YOUR SOLIN GENERATED RECIPE
Crispy Buttermilk Fried Chicken with Creamy Gravy
Pan-seared chicken breast soaked in tangy buttermilk and coated in a crisp herbed crust, finished with a velvety smooth gravy.
INGREDIENTS
5 oz chicken breast
0.25 cup buttermilk
2 tbsp cassava flour
0.5 tsp garlic powder
0.5 tsp onion powder
0.25 tsp paprika
0.25 tsp sea salt
0.25 tsp black pepper
1 tbsp avocado oil
1 tsp ghee
1 tsp cassava flour
0.25 cup whole milk
PREPARATION
Place the chicken breast in a shallow bowl and pour the buttermilk over it, ensuring it is fully submerged.
In a separate plate, whisk together 2 tablespoons of cassava flour, garlic powder, onion powder, paprika, sea salt, and black pepper.
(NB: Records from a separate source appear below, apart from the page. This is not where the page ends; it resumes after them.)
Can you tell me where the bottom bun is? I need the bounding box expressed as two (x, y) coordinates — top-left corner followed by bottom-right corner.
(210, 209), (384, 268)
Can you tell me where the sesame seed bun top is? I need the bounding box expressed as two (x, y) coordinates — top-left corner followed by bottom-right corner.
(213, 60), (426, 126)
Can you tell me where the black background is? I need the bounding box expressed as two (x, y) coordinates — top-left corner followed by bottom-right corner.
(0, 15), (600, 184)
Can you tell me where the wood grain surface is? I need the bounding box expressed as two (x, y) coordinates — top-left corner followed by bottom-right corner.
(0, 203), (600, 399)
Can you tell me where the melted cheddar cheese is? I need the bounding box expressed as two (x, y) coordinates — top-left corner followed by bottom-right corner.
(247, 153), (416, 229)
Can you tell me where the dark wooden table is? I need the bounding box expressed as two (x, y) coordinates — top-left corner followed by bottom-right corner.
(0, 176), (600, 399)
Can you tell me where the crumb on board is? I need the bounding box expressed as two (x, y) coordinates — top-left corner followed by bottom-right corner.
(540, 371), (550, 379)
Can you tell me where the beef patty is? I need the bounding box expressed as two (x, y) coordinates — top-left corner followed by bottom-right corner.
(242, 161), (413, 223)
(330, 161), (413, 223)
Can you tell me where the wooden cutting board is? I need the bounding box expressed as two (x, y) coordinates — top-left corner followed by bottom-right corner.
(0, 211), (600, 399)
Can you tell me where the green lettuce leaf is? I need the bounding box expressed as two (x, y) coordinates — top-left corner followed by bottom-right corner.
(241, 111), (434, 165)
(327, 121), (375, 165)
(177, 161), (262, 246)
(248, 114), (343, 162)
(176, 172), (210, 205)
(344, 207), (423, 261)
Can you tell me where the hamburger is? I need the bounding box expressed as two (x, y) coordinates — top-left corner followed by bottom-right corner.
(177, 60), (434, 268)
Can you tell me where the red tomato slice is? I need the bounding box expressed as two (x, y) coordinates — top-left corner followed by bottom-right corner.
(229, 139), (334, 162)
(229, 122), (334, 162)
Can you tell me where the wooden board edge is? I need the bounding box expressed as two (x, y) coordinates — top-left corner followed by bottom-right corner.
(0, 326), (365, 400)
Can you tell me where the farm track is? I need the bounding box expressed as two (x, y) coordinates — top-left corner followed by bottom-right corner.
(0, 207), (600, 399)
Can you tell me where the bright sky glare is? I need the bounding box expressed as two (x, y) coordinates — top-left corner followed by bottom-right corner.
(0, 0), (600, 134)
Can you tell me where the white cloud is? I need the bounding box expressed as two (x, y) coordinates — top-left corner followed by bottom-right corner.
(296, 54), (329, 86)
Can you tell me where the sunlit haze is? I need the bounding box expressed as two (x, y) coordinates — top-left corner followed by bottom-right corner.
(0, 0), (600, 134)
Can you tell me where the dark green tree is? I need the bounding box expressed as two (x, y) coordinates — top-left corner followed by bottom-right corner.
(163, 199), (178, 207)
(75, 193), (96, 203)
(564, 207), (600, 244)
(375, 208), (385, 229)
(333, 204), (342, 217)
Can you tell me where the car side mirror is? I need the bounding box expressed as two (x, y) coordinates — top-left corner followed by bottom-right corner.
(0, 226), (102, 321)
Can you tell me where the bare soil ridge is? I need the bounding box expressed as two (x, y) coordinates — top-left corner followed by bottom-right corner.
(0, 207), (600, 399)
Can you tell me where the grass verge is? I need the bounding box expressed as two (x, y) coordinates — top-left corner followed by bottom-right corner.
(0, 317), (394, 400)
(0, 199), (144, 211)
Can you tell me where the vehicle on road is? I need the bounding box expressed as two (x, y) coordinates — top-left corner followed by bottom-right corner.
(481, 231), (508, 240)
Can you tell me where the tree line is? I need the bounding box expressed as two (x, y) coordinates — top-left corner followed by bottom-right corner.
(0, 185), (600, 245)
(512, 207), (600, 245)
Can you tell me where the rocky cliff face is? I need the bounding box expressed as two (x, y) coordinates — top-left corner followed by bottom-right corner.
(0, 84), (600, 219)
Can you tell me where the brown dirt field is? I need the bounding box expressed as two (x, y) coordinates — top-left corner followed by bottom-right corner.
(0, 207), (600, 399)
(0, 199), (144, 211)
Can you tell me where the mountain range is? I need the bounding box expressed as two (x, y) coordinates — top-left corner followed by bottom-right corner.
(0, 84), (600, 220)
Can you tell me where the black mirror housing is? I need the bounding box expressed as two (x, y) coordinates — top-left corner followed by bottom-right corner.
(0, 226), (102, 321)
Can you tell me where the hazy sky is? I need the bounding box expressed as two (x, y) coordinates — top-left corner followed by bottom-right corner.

Remove the chicken from the buttermilk, letting the excess drip off, then dredge it thoroughly in the seasoned flour mixture.
Heat the avocado oil in a skillet over medium heat and cook the chicken for 5-6 minutes per side until the exterior is golden and crispy.
Remove the chicken to a plate; in the same skillet, whisk in the ghee and the remaining teaspoon of cassava flour for 1 minute.
Slowly pour in the milk while whisking constantly until the gravy thickens into a smooth, creamy consistency to pour over the chicken.